Bolsonaro recua e faz deputados passarem por mentirosos

A contar pelo que dizem doze parlamentares, entre eles os líderes de Patriota, Novo, Cidadania (ex-PPS), PSL e PSC, o presidente Jair Bolsonaro ontem pegou o telefone, ligou para o ministro da…

Smartphone

独家优惠奖金 100% 高达 1 BTC + 180 免费旋转




Loading data into Apache Ignite

The rest of this piece shows a number of ways that you can achieve this. One caveat I want to share before we get started: you probably don’t want to use any of these solutions in a production environment. These are mostly for experimentation. Maybe you want to play with another feature and need to quickly load in some reference data (how about taking a look at the machine learning APIs?). Or perhaps you want to try load in some data so you can ping it with one of the third-party integrations?

Probably the simplest method is to use Ignite’s SQL interface.

Sadly, that command doesn’t have any options or levers to tweak if your data isn’t in exactly the right format.

As any savvy Unix user will tell you, you can do wonders with a few commands in the shell. If you know the magic incantations.

You can do simple add/remove quotes using sed or your favourite text editor. You can easily remove columns (or reorder them) using cut.

But what if your data file is not anything like CSV?

If your file is in JSON format, you can convert into CSV with something like the following:

Once your command line gets to a point where it looks like line noise, I usually decide that I want a simpler solution.

Out of the box, Spark doesn’t know about Ignite so we have to start it with a couple of extra parameters:

Next, load the data into a Spark DataFrame:

The nice thing about this is that Spark reads and understands the structure of the JSON:

You can define the schema if it’s got anything wrong (in this case, it’s taken the time column to be a string rather than a timestamp). Depending on your level of experience, you may prefer to fix these errors in Spark or later on in Ignite; whatever works.

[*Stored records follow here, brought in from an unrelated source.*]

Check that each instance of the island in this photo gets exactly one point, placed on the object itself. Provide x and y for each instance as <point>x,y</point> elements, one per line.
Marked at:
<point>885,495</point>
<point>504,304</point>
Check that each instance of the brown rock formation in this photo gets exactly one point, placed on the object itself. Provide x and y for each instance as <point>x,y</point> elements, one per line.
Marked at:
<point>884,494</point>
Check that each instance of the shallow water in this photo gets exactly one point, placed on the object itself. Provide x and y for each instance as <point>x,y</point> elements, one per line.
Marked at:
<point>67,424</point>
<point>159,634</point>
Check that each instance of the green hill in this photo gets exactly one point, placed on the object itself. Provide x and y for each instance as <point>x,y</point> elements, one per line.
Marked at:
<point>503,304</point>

You can do any manipulation you like at this point — adding or removing columns, computing new values, changing data types, filtering records — and then write it out to Ignite:

And that’s it. No manipulation using sed or awk, just read in JSON, write to Ignite, complete with a schema. Nice.

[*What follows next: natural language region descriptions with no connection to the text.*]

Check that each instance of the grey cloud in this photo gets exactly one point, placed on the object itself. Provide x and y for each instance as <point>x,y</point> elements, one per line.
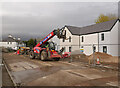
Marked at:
<point>38,19</point>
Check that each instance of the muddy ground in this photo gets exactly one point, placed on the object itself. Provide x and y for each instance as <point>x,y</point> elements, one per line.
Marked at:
<point>33,72</point>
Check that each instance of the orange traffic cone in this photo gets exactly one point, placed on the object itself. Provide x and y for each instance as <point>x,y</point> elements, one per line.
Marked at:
<point>98,61</point>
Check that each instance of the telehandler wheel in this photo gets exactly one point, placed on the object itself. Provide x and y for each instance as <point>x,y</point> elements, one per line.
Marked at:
<point>32,55</point>
<point>56,59</point>
<point>43,55</point>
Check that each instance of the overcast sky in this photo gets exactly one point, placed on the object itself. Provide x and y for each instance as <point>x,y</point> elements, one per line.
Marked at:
<point>35,19</point>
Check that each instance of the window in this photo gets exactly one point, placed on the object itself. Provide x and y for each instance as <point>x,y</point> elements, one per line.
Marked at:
<point>64,49</point>
<point>69,49</point>
<point>105,49</point>
<point>82,39</point>
<point>94,48</point>
<point>63,40</point>
<point>69,38</point>
<point>102,36</point>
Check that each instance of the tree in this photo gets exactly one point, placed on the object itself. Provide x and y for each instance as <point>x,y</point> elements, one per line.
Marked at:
<point>104,18</point>
<point>31,43</point>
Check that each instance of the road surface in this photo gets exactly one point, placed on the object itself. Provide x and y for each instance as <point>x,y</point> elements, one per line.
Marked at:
<point>33,72</point>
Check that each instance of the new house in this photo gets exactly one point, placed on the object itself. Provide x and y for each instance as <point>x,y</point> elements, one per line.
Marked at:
<point>11,42</point>
<point>101,37</point>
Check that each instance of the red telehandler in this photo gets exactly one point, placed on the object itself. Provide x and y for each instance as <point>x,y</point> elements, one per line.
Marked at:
<point>46,50</point>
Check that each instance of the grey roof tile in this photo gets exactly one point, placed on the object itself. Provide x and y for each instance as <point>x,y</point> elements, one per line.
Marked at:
<point>95,28</point>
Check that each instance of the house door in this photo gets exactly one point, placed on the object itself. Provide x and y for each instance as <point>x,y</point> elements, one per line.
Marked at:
<point>69,49</point>
<point>105,49</point>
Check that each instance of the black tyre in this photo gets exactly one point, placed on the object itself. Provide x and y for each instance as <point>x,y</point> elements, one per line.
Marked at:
<point>56,59</point>
<point>43,55</point>
<point>32,55</point>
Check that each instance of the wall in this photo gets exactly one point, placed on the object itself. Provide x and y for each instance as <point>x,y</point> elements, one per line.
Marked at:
<point>88,42</point>
<point>5,44</point>
<point>74,44</point>
<point>110,40</point>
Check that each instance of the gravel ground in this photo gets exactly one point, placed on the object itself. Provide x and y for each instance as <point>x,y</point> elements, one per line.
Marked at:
<point>6,80</point>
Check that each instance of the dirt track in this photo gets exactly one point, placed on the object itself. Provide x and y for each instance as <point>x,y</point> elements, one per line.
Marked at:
<point>29,72</point>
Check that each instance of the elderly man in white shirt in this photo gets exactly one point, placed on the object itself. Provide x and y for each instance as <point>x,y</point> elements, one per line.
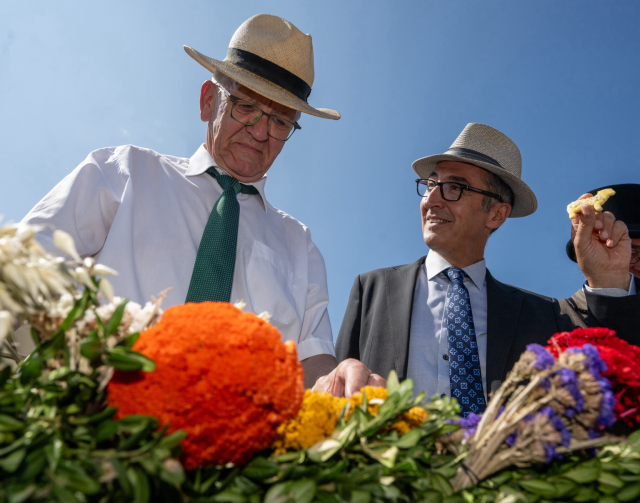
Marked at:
<point>164,221</point>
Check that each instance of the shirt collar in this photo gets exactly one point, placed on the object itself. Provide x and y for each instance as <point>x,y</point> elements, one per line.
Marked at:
<point>436,263</point>
<point>201,161</point>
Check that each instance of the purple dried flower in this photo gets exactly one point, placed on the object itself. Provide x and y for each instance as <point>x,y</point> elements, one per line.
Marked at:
<point>550,451</point>
<point>569,380</point>
<point>544,359</point>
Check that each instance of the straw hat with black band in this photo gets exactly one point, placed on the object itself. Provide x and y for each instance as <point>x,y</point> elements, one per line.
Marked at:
<point>270,56</point>
<point>489,149</point>
<point>625,206</point>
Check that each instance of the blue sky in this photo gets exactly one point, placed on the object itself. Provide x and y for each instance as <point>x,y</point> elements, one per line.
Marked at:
<point>560,77</point>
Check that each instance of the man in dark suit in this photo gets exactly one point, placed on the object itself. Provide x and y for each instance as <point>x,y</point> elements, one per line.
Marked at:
<point>625,205</point>
<point>444,321</point>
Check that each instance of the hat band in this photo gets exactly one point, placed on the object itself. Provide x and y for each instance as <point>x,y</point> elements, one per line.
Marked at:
<point>473,155</point>
<point>269,71</point>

In conclusion, the easiest way to get data into Ignite without coding is to have the data already in CSV format. But failing that, with a combination of Unix shell tools and higher level tools like Spark you can go a long way without writing a single line of Java.

Add a comment

Related posts:

No Vegan Viking

The newest revisionist trend claims that Vikings were either vegan or vegetarian, or had an oat, rather than meat, fish and dairy, based diet. The only back up for such assertion is a past unearthing…

Introducing block3 Academy

What is the block3 Academy? The block3 Academy makes learning about blockchain enjoyable and accessible. We want to make blockchain technology easy to understand for everyone, because we know some…

Does Your Gyno Provide Pasties?

Visits to the gyno can be uncomfortable and embarrassing. Aimée Gramblin writes about her most recent visit which went from awkward to lol funny.